2. Coraline gets whatever she wants in her dream to an extent (AKA semi-lucid dreaming). In Coraline's dream, she seems to be getting everything she wants: her dad can play music, her mom cooks great food, and Wybie's mouth is forever shut. However, Coraline doesn't understand that she is fully in control of her dream, so she thinks that her "Other Mother" is in charge. When someone is only semi-lucid, she does not know how to control her dream. Semi-lucidity is perfectly illustrated in the film when Coraline and the black cat walk past the house into a blank existence. Coraline could easily imagine some other location, but since she doesn't realize that she is in a dream (false awakening), she believes that the Other Mother has trapped her in her Other Home.
3. No one else is aware of Coraline's dream.
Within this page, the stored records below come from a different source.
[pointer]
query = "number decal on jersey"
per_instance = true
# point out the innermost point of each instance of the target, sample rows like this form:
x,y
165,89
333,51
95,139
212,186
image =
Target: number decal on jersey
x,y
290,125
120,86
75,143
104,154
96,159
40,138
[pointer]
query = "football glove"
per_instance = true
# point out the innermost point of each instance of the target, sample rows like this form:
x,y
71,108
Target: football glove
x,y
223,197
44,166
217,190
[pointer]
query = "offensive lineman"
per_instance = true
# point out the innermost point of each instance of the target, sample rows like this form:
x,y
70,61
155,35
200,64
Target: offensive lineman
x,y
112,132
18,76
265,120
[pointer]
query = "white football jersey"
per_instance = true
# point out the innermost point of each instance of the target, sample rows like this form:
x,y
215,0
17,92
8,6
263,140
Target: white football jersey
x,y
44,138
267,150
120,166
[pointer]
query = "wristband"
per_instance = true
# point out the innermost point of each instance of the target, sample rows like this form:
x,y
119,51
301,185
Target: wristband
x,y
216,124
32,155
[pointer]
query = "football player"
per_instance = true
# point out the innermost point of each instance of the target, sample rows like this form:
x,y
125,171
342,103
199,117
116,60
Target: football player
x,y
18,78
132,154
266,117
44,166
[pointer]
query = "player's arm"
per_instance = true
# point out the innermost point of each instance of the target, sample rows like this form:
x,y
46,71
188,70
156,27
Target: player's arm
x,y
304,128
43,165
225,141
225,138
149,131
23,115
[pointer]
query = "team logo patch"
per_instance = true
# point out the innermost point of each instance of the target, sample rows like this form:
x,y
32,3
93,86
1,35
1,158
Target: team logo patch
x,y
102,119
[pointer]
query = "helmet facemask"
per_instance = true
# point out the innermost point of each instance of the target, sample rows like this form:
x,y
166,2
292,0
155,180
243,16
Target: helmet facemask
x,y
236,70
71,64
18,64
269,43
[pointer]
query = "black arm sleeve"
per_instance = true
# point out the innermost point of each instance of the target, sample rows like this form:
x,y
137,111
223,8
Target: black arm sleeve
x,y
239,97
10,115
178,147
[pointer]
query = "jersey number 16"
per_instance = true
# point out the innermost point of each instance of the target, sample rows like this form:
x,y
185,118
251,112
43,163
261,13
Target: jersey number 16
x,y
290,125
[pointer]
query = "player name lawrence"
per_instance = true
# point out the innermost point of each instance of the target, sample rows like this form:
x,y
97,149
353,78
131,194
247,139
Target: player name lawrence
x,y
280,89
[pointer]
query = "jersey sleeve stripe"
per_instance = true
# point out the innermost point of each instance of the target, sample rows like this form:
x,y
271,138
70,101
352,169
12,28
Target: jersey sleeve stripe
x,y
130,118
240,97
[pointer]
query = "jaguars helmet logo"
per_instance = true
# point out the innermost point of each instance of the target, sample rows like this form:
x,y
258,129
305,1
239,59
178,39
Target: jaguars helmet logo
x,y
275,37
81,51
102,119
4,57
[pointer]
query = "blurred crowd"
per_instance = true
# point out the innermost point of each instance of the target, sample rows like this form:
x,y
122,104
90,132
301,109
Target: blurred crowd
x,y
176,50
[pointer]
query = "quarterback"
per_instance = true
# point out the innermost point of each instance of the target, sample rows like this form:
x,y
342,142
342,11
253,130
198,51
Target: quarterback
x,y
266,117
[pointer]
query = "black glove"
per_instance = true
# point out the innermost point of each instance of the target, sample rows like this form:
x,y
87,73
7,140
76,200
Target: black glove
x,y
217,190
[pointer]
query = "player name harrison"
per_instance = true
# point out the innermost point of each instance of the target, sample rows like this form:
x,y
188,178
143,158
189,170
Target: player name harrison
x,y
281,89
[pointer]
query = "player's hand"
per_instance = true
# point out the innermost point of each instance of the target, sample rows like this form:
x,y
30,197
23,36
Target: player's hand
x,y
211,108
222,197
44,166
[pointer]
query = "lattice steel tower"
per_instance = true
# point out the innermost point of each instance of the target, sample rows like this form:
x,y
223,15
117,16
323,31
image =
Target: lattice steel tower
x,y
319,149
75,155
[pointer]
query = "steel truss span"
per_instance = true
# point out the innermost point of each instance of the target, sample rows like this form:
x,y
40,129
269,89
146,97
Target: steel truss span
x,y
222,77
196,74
Although Coraline experiences incredible events in her illusion, these events are are only happening in her dream; they are personal, and no one else is aware of them. Even when her parents are "trapped" in the Detroit snow globe, they have no recollection of the Other World once Coraline wakes up. Coraline imagines that the snow melts off of their clothes before they can see the evidence of the dream, which is her way of reasoning the events in the Other World with reality. In this sense, Coraline wasn't really in a lucid dream; however, the amount of clarity and lapse between illusion and reality absolutely compares to that of lucidity.
Wybie was the only other real person who saw the Other Mother's metal hand, but I think this is a phenomenon called "dreamscaping." I'm not going to get into that concept since I'm not very educated on it, but since he saw the hand in the middle of the night, plus since Coraline went to sleep and then "woke up" (probably in a false awakening), it is likely that the two of them could have been interacting with each other in the same dream.
4. This isn't exactly a comparison between the two subjects, but I thought that the movie outlined very well the contrast between dreams and reality. Coraline's Other Mother seemed to have created a perfect world for Coraline, but soon after our protagonist discovers this new world, we find that the deceptive Other Mother had ulterior motives. A few days ago, I was having a crisis about fully knowing whether waking reality is actually a dream. Dreams seem normal when we have them, so what's to say that dreams aren't reality and that reality isn't just an illusion? Coraline highlighted the differences perfectly: 1) Reality has rules, and 2) Reality is for everybody (dreams are for the individual). Even if reality is just one complex illusion, at least it has rules that 7 billion people have to live with.
So there's my list! On a side note, I thought it was interesting that Coraline's name has an "o" in it instead of an "a." All of Coraline's real neighbors thought it was strange that her name was "Coraline" rather than "Caroline," but her dream neighbors thought it sounded perfectly normal. This got me to thinking that Coraline was meant to live in the Other World after all. Or it was just a clever way to emphasize Coraline's seclusion and why she would be so tempted to stay in the Other World in the first place. (Also, my sister noticed at the very last few seconds of the movie that Coraline and her family's real garden is in the shape of her Other Mother's face. Creepy.)